A bonus effect of shrinking big dicts with deleted items is that
the lookup speed may be improved, because of the cleaned <dummy> entries
and the reduced overall size (resulting in a better hit ratio).
The (only) solution I could came with for this pb is the appended patch.
It is not immediately obvious, but in practice, it seems to work fine.
(inserting a print statement after the condition, showing the dict size
and current usage helps in monitoring what's going on).

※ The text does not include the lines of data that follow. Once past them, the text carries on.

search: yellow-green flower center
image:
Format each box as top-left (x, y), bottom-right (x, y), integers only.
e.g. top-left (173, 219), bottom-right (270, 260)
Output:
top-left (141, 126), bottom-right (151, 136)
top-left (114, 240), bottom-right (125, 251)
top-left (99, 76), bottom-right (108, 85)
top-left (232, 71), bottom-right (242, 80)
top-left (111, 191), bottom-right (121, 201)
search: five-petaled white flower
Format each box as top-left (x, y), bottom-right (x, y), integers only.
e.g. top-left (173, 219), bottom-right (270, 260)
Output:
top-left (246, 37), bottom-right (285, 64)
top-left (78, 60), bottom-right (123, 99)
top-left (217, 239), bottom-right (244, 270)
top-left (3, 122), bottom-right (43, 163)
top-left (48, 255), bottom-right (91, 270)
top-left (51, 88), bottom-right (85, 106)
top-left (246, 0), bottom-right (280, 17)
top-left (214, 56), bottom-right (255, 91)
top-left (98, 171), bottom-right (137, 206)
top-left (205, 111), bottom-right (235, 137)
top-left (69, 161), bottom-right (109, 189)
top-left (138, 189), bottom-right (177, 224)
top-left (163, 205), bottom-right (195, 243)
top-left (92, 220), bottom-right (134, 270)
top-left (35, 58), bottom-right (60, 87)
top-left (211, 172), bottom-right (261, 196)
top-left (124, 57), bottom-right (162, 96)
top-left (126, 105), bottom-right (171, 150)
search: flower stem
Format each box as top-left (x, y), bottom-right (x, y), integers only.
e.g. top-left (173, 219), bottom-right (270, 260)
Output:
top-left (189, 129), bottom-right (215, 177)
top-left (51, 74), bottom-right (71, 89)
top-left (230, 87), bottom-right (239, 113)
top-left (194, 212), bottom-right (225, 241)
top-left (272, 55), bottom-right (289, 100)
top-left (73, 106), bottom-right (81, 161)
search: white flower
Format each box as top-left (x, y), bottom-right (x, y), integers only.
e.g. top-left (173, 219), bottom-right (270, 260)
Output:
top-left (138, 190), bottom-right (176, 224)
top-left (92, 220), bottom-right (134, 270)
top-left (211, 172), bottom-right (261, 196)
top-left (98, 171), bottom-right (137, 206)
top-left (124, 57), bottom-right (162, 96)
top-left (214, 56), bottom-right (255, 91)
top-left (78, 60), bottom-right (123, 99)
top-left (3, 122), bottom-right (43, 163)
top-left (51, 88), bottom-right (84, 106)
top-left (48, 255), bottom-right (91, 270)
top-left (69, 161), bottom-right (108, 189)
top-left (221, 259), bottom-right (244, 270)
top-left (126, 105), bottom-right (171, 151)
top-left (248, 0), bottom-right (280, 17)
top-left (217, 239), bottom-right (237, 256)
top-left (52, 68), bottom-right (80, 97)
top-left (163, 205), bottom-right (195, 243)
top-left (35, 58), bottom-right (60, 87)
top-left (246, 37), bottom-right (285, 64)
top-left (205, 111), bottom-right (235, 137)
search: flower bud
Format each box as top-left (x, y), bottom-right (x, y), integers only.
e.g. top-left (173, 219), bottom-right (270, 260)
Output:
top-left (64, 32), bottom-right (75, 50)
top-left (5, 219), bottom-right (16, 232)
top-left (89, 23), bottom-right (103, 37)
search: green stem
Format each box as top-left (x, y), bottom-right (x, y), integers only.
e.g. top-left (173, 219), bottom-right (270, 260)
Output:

Any other ideas on how to deal with this? Thoughts, comments?
--
Vladimir MARANGOZOV | Vladimir.Marangozov@inrialpes.fr
http://sirac.inrialpes.fr/~marangoz | tel:(+33-4)76615277 fax:76615252
-------------------------------[ cut here ]---------------------------
*** dictobject.c-1.5.2 Fri Aug 6 18:51:02 1999
--- dictobject.c Tue Aug 10 12:21:15 1999
***************
*** 417,423 ****
ep->me_value = NULL;
mp->ma_used--;
Py_DECREF(old_value);
! Py_DECREF(old_key);
return 0;
}
--- 417,430 ----
ep->me_value = NULL;
mp->ma_used--;
Py_DECREF(old_value);
! Py_DECREF(old_key);
! /* For bigger dictionaries, if used <= 1/6 size, half the size */
! if (mp->ma_size > MINSIZE*4 && mp->ma_used*6 <= mp->ma_size) {
! if (dictresize(mp, mp->ma_used*2) != 0) {
! if (mp->ma_fill > mp->ma_size)
! return -1;
! }
! }
return 0;
}